Brief
Jahrelang galt: Frauen schätzen Flexibilität im Berufsleben mehr als Männer. Männer streben danach, Karriere zu machen. Frauen wollen mehr, so die gängige Ansicht. Eine aktuelle Bain-Studie, für die 1.500 junge MBA-Studenten und -Absolventen der besten Business Schools in den USA befragt wurden, hat diese Annahme auf den Kopf gestellt. Bei der Work-Life-Balance findet längst eine Gleichstellung statt. Nahezu gleich viele Frauen und Männer mit MBA-Plänen beabsichtigen ihrem Leben außerhalb der Arbeit eine höhere Priorität einzuräumen als dem beruflichen Aufstieg. Männer wie Frauen sehen den Kompromiss zwischen ihrer beruflichen Entwicklung und anderen Prioritäten im Leben als größtes Hindernis, um ihre Karriereziele zu erreichen.
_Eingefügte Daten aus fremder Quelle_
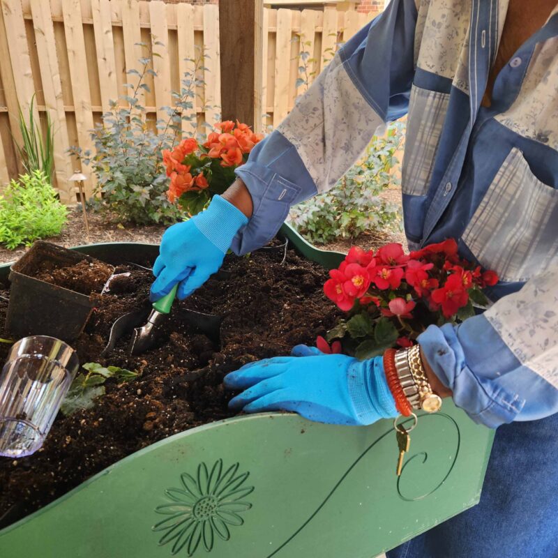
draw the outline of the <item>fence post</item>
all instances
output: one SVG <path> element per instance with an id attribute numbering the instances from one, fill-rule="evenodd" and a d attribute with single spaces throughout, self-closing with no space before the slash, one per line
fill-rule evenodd
<path id="1" fill-rule="evenodd" d="M 255 131 L 261 131 L 264 112 L 263 20 L 261 0 L 220 0 L 222 117 L 238 119 Z"/>

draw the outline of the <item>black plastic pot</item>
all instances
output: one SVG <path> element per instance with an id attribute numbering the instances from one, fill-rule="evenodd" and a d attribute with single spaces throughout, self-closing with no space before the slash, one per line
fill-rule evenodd
<path id="1" fill-rule="evenodd" d="M 30 335 L 75 340 L 83 330 L 93 310 L 90 297 L 51 285 L 33 275 L 43 262 L 57 267 L 74 265 L 82 260 L 93 262 L 84 254 L 39 241 L 10 268 L 10 303 L 6 329 L 15 338 Z"/>

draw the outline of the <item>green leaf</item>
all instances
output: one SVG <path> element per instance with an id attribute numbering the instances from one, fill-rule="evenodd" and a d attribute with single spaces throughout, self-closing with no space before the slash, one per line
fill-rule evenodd
<path id="1" fill-rule="evenodd" d="M 100 386 L 107 381 L 105 377 L 103 376 L 98 376 L 96 375 L 85 377 L 84 381 L 81 382 L 82 389 L 87 389 L 88 388 L 93 387 L 93 386 Z"/>
<path id="2" fill-rule="evenodd" d="M 357 314 L 347 322 L 347 329 L 351 337 L 365 337 L 371 335 L 374 331 L 374 324 L 368 312 Z"/>
<path id="3" fill-rule="evenodd" d="M 179 201 L 181 206 L 193 216 L 203 211 L 209 200 L 209 195 L 206 190 L 190 190 L 183 194 Z"/>
<path id="4" fill-rule="evenodd" d="M 98 374 L 100 376 L 103 376 L 105 378 L 110 378 L 112 375 L 108 368 L 104 368 L 98 362 L 86 363 L 82 368 L 91 374 Z"/>
<path id="5" fill-rule="evenodd" d="M 347 333 L 347 322 L 344 320 L 340 322 L 334 328 L 326 333 L 326 340 L 331 343 L 334 339 L 342 339 Z"/>
<path id="6" fill-rule="evenodd" d="M 374 338 L 379 345 L 391 347 L 399 337 L 399 332 L 389 318 L 380 318 L 374 329 Z"/>
<path id="7" fill-rule="evenodd" d="M 137 372 L 127 370 L 126 368 L 121 368 L 119 366 L 109 366 L 108 369 L 113 377 L 119 382 L 130 382 L 139 375 Z"/>
<path id="8" fill-rule="evenodd" d="M 379 356 L 391 347 L 391 344 L 381 345 L 378 345 L 372 339 L 367 339 L 363 341 L 354 352 L 354 356 L 360 361 L 365 361 L 368 359 L 373 359 L 375 356 Z"/>
<path id="9" fill-rule="evenodd" d="M 73 390 L 70 388 L 66 396 L 66 399 L 62 402 L 60 410 L 68 416 L 77 411 L 91 409 L 95 406 L 95 400 L 104 395 L 104 386 L 97 386 L 85 390 Z"/>
<path id="10" fill-rule="evenodd" d="M 458 319 L 465 322 L 467 318 L 472 317 L 475 315 L 475 309 L 470 299 L 467 301 L 467 306 L 462 306 L 458 310 Z"/>
<path id="11" fill-rule="evenodd" d="M 469 296 L 475 304 L 485 308 L 490 303 L 488 299 L 486 298 L 484 293 L 479 289 L 472 289 L 469 292 Z"/>

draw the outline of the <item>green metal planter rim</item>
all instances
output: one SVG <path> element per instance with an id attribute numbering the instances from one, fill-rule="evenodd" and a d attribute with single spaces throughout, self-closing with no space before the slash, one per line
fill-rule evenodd
<path id="1" fill-rule="evenodd" d="M 297 251 L 300 254 L 301 254 L 301 255 L 304 256 L 308 259 L 315 262 L 317 264 L 323 265 L 326 268 L 336 266 L 345 257 L 345 255 L 340 252 L 328 252 L 326 250 L 319 250 L 318 248 L 316 248 L 312 244 L 307 242 L 300 234 L 299 234 L 298 232 L 296 232 L 296 231 L 294 230 L 294 229 L 292 227 L 291 227 L 287 223 L 283 224 L 279 232 L 279 234 L 283 238 L 288 239 L 289 241 L 294 246 L 294 248 L 297 250 Z M 84 252 L 85 253 L 87 253 L 90 252 L 91 249 L 97 250 L 97 249 L 104 249 L 107 248 L 109 250 L 110 250 L 111 248 L 112 247 L 114 247 L 115 249 L 123 248 L 126 246 L 130 246 L 130 245 L 140 246 L 146 248 L 146 250 L 152 249 L 153 250 L 153 251 L 156 248 L 158 248 L 158 244 L 150 244 L 148 243 L 106 242 L 106 243 L 97 243 L 94 244 L 85 244 L 80 246 L 75 246 L 73 247 L 72 250 L 76 250 L 79 252 Z M 4 276 L 7 278 L 8 273 L 9 273 L 10 266 L 12 265 L 13 263 L 13 262 L 12 262 L 0 265 L 0 277 Z M 132 459 L 135 459 L 136 458 L 141 457 L 142 455 L 146 453 L 147 451 L 151 451 L 154 447 L 164 446 L 167 444 L 171 444 L 176 439 L 183 437 L 186 435 L 188 435 L 194 432 L 202 432 L 202 430 L 204 430 L 209 428 L 214 428 L 217 425 L 222 424 L 224 423 L 236 422 L 239 421 L 250 421 L 262 416 L 276 417 L 278 416 L 289 415 L 289 414 L 293 414 L 292 413 L 259 413 L 250 415 L 250 416 L 233 417 L 232 418 L 225 418 L 222 421 L 217 421 L 215 422 L 209 423 L 208 424 L 202 425 L 202 426 L 197 426 L 195 428 L 191 428 L 190 430 L 179 432 L 178 434 L 175 434 L 172 436 L 169 436 L 167 438 L 165 438 L 165 439 L 160 440 L 160 442 L 156 442 L 155 444 L 152 444 L 149 446 L 147 446 L 143 449 L 141 449 L 139 451 L 136 451 L 134 453 L 132 453 L 130 455 L 128 455 L 127 457 L 124 458 L 123 459 L 120 460 L 119 461 L 117 461 L 115 463 L 113 463 L 112 465 L 110 465 L 108 467 L 103 469 L 100 472 L 98 473 L 97 474 L 94 475 L 90 478 L 88 478 L 86 481 L 78 485 L 74 489 L 67 492 L 66 494 L 63 495 L 60 498 L 58 498 L 57 499 L 51 502 L 47 506 L 45 506 L 44 508 L 41 508 L 41 509 L 34 512 L 33 513 L 31 513 L 31 515 L 22 518 L 15 523 L 13 523 L 11 525 L 9 525 L 8 527 L 6 527 L 4 529 L 0 530 L 0 534 L 3 534 L 8 533 L 12 529 L 16 529 L 18 526 L 20 526 L 22 523 L 30 521 L 33 520 L 34 518 L 36 518 L 40 515 L 41 514 L 48 511 L 51 508 L 57 506 L 60 502 L 64 501 L 68 498 L 70 498 L 75 492 L 81 490 L 83 488 L 94 482 L 98 478 L 103 476 L 104 475 L 108 474 L 110 472 L 111 469 L 116 465 L 123 462 L 126 462 Z"/>
<path id="2" fill-rule="evenodd" d="M 301 236 L 293 227 L 287 223 L 283 223 L 279 230 L 278 234 L 280 237 L 288 239 L 290 244 L 307 259 L 315 262 L 317 264 L 325 267 L 326 269 L 331 269 L 337 267 L 344 259 L 345 254 L 340 252 L 321 250 L 310 244 L 303 236 Z M 98 250 L 105 248 L 110 250 L 112 247 L 139 247 L 146 250 L 155 250 L 158 248 L 158 244 L 152 244 L 146 242 L 100 242 L 93 244 L 82 244 L 79 246 L 74 246 L 71 249 L 89 254 L 91 252 L 96 252 Z M 9 273 L 10 266 L 13 262 L 0 264 L 0 278 L 7 278 Z"/>
<path id="3" fill-rule="evenodd" d="M 75 488 L 73 488 L 70 492 L 66 492 L 65 495 L 61 496 L 59 498 L 57 498 L 56 500 L 50 502 L 50 504 L 45 506 L 43 508 L 41 508 L 40 510 L 37 510 L 37 511 L 33 512 L 33 513 L 29 514 L 29 515 L 26 515 L 24 518 L 22 518 L 18 521 L 16 521 L 15 523 L 13 523 L 11 525 L 8 525 L 7 527 L 5 527 L 3 529 L 0 529 L 0 535 L 4 535 L 7 533 L 9 533 L 10 531 L 13 531 L 15 529 L 17 529 L 20 525 L 22 525 L 24 523 L 27 523 L 29 521 L 32 521 L 36 518 L 42 515 L 43 513 L 46 513 L 48 512 L 52 508 L 54 508 L 58 506 L 59 504 L 63 502 L 64 500 L 67 500 L 68 498 L 70 498 L 76 492 L 80 492 L 85 487 L 88 486 L 89 485 L 94 483 L 97 479 L 100 478 L 102 476 L 105 476 L 105 475 L 110 474 L 111 471 L 116 466 L 120 466 L 121 465 L 125 465 L 126 463 L 131 461 L 132 460 L 141 458 L 145 453 L 149 453 L 150 451 L 153 451 L 156 448 L 160 448 L 167 444 L 173 444 L 177 439 L 180 439 L 181 438 L 183 438 L 185 436 L 189 436 L 192 434 L 195 434 L 197 432 L 203 432 L 204 430 L 206 430 L 209 428 L 213 428 L 218 425 L 224 424 L 224 423 L 230 423 L 233 422 L 239 422 L 241 421 L 250 421 L 254 420 L 258 418 L 262 417 L 273 417 L 276 418 L 278 416 L 280 416 L 281 415 L 291 415 L 294 414 L 293 413 L 255 413 L 255 414 L 251 415 L 246 415 L 243 416 L 234 416 L 232 418 L 224 418 L 221 421 L 216 421 L 215 422 L 208 423 L 207 424 L 203 424 L 201 426 L 196 426 L 195 428 L 190 428 L 188 430 L 183 430 L 183 432 L 179 432 L 178 434 L 174 434 L 172 436 L 169 436 L 164 439 L 159 440 L 159 442 L 155 442 L 155 444 L 151 444 L 149 446 L 146 446 L 146 447 L 138 450 L 137 451 L 134 452 L 133 453 L 130 453 L 129 455 L 123 458 L 123 459 L 116 461 L 116 462 L 113 463 L 112 465 L 109 465 L 105 469 L 103 469 L 103 471 L 99 472 L 96 474 L 93 475 L 91 477 L 89 477 L 86 481 L 84 481 L 81 484 L 77 485 Z"/>

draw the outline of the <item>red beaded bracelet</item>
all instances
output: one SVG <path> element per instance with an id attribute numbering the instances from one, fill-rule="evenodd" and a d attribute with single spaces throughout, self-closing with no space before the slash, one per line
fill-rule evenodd
<path id="1" fill-rule="evenodd" d="M 405 396 L 401 382 L 399 381 L 399 376 L 395 368 L 395 349 L 388 349 L 384 353 L 384 371 L 386 374 L 386 379 L 388 381 L 391 395 L 395 401 L 395 407 L 403 416 L 410 416 L 412 412 L 412 407 Z"/>

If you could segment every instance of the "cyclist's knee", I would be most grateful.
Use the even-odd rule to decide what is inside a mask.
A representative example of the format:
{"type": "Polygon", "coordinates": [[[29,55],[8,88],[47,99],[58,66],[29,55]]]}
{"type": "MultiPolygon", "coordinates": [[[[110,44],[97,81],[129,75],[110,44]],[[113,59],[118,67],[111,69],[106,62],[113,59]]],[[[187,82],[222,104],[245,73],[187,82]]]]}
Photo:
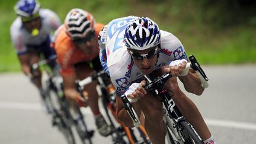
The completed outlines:
{"type": "Polygon", "coordinates": [[[151,124],[159,124],[162,121],[163,110],[161,104],[154,104],[146,111],[143,111],[145,119],[151,124]]]}

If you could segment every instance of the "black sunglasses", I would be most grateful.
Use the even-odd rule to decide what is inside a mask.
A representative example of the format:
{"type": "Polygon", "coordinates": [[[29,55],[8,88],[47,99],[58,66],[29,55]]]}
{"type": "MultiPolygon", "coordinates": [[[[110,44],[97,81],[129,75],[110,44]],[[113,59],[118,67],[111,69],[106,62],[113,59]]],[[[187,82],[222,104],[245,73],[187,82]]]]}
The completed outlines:
{"type": "Polygon", "coordinates": [[[73,42],[78,45],[84,44],[87,41],[92,41],[95,36],[95,31],[91,32],[87,34],[85,37],[82,39],[77,39],[73,40],[73,42]]]}
{"type": "Polygon", "coordinates": [[[155,55],[156,55],[158,52],[158,47],[156,46],[156,48],[151,50],[148,53],[145,54],[139,54],[137,53],[133,52],[132,50],[130,50],[130,53],[134,58],[137,60],[143,60],[144,57],[148,59],[151,59],[155,55]]]}

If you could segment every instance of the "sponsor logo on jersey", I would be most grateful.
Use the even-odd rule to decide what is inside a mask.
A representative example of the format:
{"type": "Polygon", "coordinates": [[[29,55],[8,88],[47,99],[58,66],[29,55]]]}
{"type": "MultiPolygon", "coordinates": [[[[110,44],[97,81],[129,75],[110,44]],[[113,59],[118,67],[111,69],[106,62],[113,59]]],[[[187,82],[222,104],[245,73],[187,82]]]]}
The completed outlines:
{"type": "Polygon", "coordinates": [[[181,46],[179,47],[174,52],[175,60],[187,59],[187,55],[181,46]]]}
{"type": "Polygon", "coordinates": [[[116,82],[119,87],[118,90],[120,91],[125,91],[126,88],[127,88],[130,85],[130,82],[128,81],[126,77],[123,77],[120,79],[117,79],[116,80],[116,82]]]}
{"type": "Polygon", "coordinates": [[[127,71],[126,72],[126,74],[125,74],[125,76],[127,77],[127,78],[130,78],[130,75],[131,75],[131,73],[132,73],[132,66],[133,66],[133,60],[131,60],[131,62],[130,63],[130,64],[128,65],[127,66],[127,71]]]}
{"type": "Polygon", "coordinates": [[[114,39],[114,44],[113,52],[124,46],[123,41],[123,31],[129,22],[134,18],[126,18],[125,19],[117,19],[113,21],[108,26],[108,36],[110,39],[114,39]]]}
{"type": "Polygon", "coordinates": [[[161,52],[168,55],[168,56],[171,56],[172,53],[172,52],[171,52],[171,51],[170,52],[167,49],[162,49],[161,52]]]}

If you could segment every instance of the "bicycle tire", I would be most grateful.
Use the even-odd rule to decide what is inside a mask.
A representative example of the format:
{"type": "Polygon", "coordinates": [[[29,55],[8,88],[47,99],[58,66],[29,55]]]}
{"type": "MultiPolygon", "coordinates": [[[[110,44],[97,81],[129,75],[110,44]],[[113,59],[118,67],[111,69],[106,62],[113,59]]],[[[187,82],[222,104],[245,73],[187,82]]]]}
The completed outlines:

Ein erfülltes Leben durch Work-Life-Balance
Die Studie zeigt weitere Gemeinsamkeiten zwischen den Geschlechtern auf. So erhoffen sich Männer wie Frauen bessere Karrierechancen und mehr Fachwissen von ihrem Studium an einer Business School, zudem streben sie nach dem Abschluss ähnliche Positionen an. Nahezu gleich viele Frauen (69 Prozent) wie Männern (68 Prozent) möchten Karriere bis ins Topmanagement machen. Auch der Wunsch, neben dem Beruf mehr Zeit für die Familie und andere außerberufliche Aktivitäten zu haben, ist bei beiden Geschlechtern gleich ausgeprägt. MBA-Studenten beantworten die Frage, was sie beruflich und privat erreichen möchten, heute ganzheitlicher. Sie konzentrieren sich nicht nur auf ihren Karriereweg, sondern wollen ein erfülltes, facettenreiches Leben führen.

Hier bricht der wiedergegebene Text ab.